Don’t let the Pool Safety Inspection Date sink your deal
We’re seeing loads of contracts with either the wrong date or no date at all. Here’s a quick refresher on when it’s necessary, and what can happen if dates are missing, or wrong
When do you need to complete it?
When:
- there’s a pool; and
- there’s no current pool safety certificate.
When you don’t need to worry about it?
When the vendor’s already got a current pool safety certificate, or … when there’s no pool …
What date do you insert in the Reference Schedule?
In the Pool Safety Inspection Date, insert the date by which the buyer’s inspector should have checked the pool before settlement.
The Pool Safety Inspection Date, is the date you insert in the contract, if you forget to insert it, it’s the earlier of:
- the date of any pest / building report; or
- if there is no building and pest condition, 2 working days before settlement.
What date don’t you insert?
The one we see most (and it’s wrong) is the date on the vendor’s pool safety certificate.
What’s the buyer allowed to do if the date applies?
Get the inspection done before the Pool Safety Inspection Date to see what has to be done to have a pool safety Certificate issue.
What happens after the inspection?
If no pool safety certificate issues by the Pool Safety Inspection Date the buyer can either:
- terminate and get his deposit back, or
- waive his rights and move on to settlement.
(we encourage parties to negotiate a fix on a without prejudice basis before settlement).
Common Error 1
The wrong date is inserted (eg the date of the existing Pool Safety Certificate is inserted as the inspection date)
The fall out
- If the certificate hasn’t expired, then beyond it being plain wrong (you can’t have an inspection date before the contract was signed), you’ve probably dodged a bullet.
- If the certificate has expired – potential problem because the buyer can now engage a pool safety inspector to inspect prior to the Pool Safety Inspection Date, which is now no later than 2 working days before settlement.
Picture this:
Your seller and you sweat through:
- the cooling off – check
- the finance date, and a couple of other curly special conditions – check
The seller’s happier (finally), and starts packing up, goes ahead and signs up on the deal of a lifetime in Sydney.

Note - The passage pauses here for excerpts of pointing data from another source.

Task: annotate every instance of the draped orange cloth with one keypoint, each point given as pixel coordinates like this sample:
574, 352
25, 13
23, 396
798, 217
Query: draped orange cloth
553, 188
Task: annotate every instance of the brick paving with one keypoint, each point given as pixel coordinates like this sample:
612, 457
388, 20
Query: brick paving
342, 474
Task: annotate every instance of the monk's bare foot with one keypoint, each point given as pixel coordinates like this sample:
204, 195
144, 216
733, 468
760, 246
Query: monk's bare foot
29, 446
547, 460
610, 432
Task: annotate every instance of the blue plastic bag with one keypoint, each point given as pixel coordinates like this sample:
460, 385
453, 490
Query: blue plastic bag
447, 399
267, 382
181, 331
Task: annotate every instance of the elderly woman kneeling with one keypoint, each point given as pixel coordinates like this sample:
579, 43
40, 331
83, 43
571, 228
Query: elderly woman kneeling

Buyer gets cold feet, and her exceedingly clever lawyers (PD Law) suggest she does a pool safety inspection in the week leading up to settlement. The fence doesn’t comply, she walks, takes her deposit back and buys a house down the road, using another agent!
The Seller is holding on line 3 for you. Wants to talk…
Common Error 2
No date is inserted at all
The fall out
- If the Pool is compliant, probably benign again. Maybe a sleepless night or two, but short of a tyrannical safety inspector the pool will comply.
- If the pool isn’t compliant, same scenario as above, and the buyer has another potential out.
So, to avoid a case of the sweats, when this clause applies just think of the date like finance, pest and building inspection dates, not a past date.